Sugarcane was first domesticated across Asia as animal feed. Extracting the juice from sugarcane has been, for thousands of years, an arduous process and not considered worth the labor, especially since the raw juice from the cane spoils quickly. Sugar became a trade good only once the juice extracted from sugarcane could be crystalized into sugar, which first happened over 3500 years ago in northern India. As crystals, sugar lasts longer and can travel great distances. The spread of sugar expanded rapidly as part of the Arab Agricultural Revolution. European doctors began to learn of the medicinal properties of sugar from reading Arabic texts. Egyptian plantations were the center of the sugar industry until about 1350. Sugar production moved across the Mediterranean, reaching Morocco in the 800s and what is today called Spain and Portugal around 900.
Ending violence
Turning sugarcane into juice and then crystallized sugar is a labor-intensive process requiring many workers. For the majority of sugar's history, most of those workers were, and continue to be, enslaved.

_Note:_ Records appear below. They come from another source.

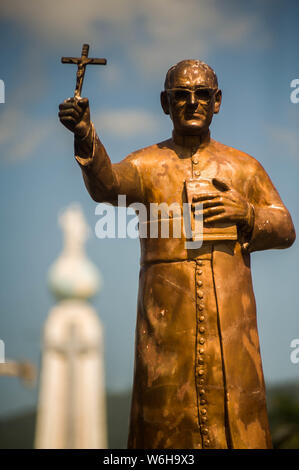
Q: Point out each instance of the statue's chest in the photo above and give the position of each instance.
(166, 180)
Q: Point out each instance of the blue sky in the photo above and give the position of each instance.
(253, 47)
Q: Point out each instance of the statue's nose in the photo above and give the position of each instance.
(192, 98)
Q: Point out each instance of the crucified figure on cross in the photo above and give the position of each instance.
(81, 62)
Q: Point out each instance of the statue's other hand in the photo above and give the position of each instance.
(228, 206)
(74, 114)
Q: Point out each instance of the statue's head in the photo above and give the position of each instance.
(191, 96)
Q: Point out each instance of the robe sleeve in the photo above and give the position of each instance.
(273, 226)
(104, 180)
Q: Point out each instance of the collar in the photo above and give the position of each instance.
(193, 142)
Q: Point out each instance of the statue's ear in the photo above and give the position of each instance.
(164, 102)
(218, 98)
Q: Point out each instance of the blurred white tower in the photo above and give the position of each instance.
(72, 409)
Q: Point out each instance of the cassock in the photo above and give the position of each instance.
(198, 378)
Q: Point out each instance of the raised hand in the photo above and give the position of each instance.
(74, 114)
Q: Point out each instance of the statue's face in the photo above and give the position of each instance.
(191, 100)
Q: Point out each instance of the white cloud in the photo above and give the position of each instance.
(149, 34)
(126, 122)
(152, 33)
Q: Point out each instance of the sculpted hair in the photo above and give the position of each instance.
(211, 76)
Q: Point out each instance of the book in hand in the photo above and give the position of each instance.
(214, 231)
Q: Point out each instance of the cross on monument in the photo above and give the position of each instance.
(81, 62)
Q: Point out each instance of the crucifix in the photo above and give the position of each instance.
(81, 63)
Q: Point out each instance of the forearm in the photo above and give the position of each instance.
(99, 177)
(273, 228)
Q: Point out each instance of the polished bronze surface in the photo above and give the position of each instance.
(198, 378)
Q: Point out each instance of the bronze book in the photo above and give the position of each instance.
(213, 231)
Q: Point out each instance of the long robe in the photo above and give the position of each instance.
(198, 378)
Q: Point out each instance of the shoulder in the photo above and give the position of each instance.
(150, 153)
(237, 157)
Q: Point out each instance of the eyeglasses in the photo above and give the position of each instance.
(200, 94)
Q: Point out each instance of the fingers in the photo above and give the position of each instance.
(69, 112)
(217, 218)
(70, 104)
(83, 103)
(206, 196)
(221, 185)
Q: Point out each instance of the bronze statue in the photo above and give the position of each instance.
(198, 378)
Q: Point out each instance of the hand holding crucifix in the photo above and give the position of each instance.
(74, 112)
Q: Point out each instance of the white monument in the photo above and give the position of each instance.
(72, 409)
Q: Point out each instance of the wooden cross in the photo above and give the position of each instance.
(81, 62)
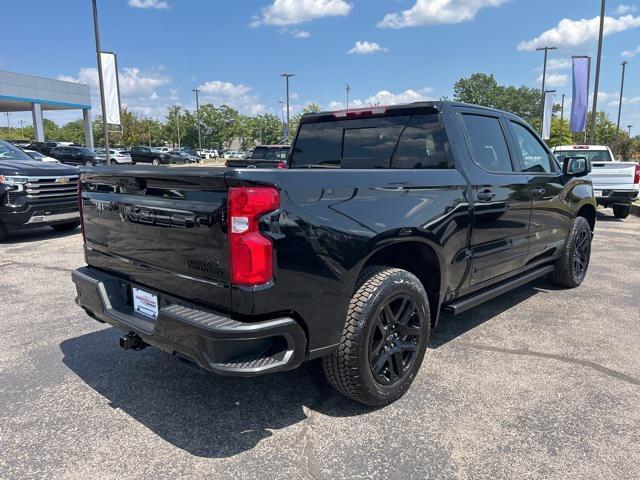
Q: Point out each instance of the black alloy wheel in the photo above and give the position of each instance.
(394, 340)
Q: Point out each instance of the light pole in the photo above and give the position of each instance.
(101, 83)
(198, 118)
(178, 124)
(592, 132)
(286, 77)
(544, 78)
(348, 88)
(284, 128)
(624, 64)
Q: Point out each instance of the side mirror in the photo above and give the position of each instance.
(576, 166)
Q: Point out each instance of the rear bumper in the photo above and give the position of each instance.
(39, 214)
(212, 341)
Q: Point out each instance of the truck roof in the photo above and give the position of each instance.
(399, 109)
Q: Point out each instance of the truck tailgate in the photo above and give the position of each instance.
(159, 227)
(613, 175)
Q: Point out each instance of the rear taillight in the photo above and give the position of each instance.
(250, 252)
(80, 210)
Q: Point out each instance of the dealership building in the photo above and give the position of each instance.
(27, 93)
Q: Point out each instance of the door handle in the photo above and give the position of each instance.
(538, 192)
(486, 195)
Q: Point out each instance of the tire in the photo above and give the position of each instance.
(621, 211)
(63, 227)
(572, 267)
(384, 338)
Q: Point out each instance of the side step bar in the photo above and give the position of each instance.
(461, 305)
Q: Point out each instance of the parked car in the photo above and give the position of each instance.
(116, 155)
(77, 156)
(142, 154)
(615, 184)
(40, 156)
(383, 218)
(263, 156)
(33, 192)
(43, 147)
(184, 156)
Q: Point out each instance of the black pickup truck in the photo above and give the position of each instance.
(33, 192)
(383, 218)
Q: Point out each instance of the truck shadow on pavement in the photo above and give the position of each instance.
(215, 416)
(205, 415)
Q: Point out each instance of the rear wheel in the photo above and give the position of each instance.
(571, 268)
(384, 338)
(63, 227)
(621, 211)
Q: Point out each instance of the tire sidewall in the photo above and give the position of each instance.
(580, 225)
(400, 282)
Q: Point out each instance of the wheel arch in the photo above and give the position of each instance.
(588, 212)
(417, 257)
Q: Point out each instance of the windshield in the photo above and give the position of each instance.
(592, 155)
(9, 152)
(36, 155)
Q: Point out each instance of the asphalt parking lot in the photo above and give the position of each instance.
(540, 383)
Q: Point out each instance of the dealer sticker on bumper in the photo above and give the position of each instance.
(145, 303)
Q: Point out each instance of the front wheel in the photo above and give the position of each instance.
(621, 211)
(384, 338)
(571, 268)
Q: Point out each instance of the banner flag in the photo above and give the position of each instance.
(111, 87)
(580, 97)
(547, 116)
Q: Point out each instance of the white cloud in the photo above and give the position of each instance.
(157, 4)
(366, 48)
(624, 9)
(433, 12)
(555, 80)
(573, 33)
(384, 97)
(133, 82)
(631, 53)
(238, 96)
(293, 12)
(137, 88)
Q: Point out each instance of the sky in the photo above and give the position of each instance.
(389, 51)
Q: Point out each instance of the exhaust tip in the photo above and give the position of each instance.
(132, 341)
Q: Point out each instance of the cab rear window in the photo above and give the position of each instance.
(405, 141)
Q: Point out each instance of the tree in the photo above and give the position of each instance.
(482, 89)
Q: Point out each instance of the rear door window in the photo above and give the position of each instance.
(487, 142)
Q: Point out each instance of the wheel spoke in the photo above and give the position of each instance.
(398, 364)
(380, 363)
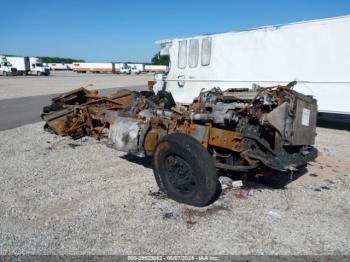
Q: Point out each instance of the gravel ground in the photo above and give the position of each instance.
(59, 82)
(60, 196)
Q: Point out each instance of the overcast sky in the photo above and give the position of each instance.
(127, 30)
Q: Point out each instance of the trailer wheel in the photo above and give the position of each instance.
(185, 171)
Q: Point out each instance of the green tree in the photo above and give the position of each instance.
(158, 59)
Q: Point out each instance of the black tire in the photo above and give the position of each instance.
(185, 171)
(167, 99)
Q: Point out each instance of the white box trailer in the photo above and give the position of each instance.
(136, 68)
(37, 67)
(97, 67)
(315, 53)
(6, 68)
(28, 65)
(60, 66)
(21, 63)
(156, 68)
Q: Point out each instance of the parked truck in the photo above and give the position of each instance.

During the Christian Crusades, knights learned about sugar while attempting to conquer Islamic lands and brought samples home, igniting European demand. This led to Christian control of sugar-production in southern European lands. People who were enslaved as a result of land battles were sent to work on the sugar plantations: primarily eastern European, Russian, Irish, Italian, English, and Arab people. The first recorded enslaved Africans in Europe were in Spain and Portugal in the mid-1300s, but the majority of the slave trade during this period was within Europe or between Europe and the Middle East. This changed over the next two centuries; by 1550, there were 100,000 enslaved Africans in Lisbon, Portugal, and almost that many in Seville, Spain.
A word about plantations: plantations are enclosed and patrolled systems, agricultural forts. They are different from farms in that they have some form of surveillance to ensure that the workers–whether enslaved, indentured or free–continue working, and that the valuable cash crop is not stolen. The plantation system was primarily developed to grow sugar, as both Christian and Muslim colonizers established new plantations on recently conquered lands. These “military farms” also contributed to the expansion of the institution of slavery.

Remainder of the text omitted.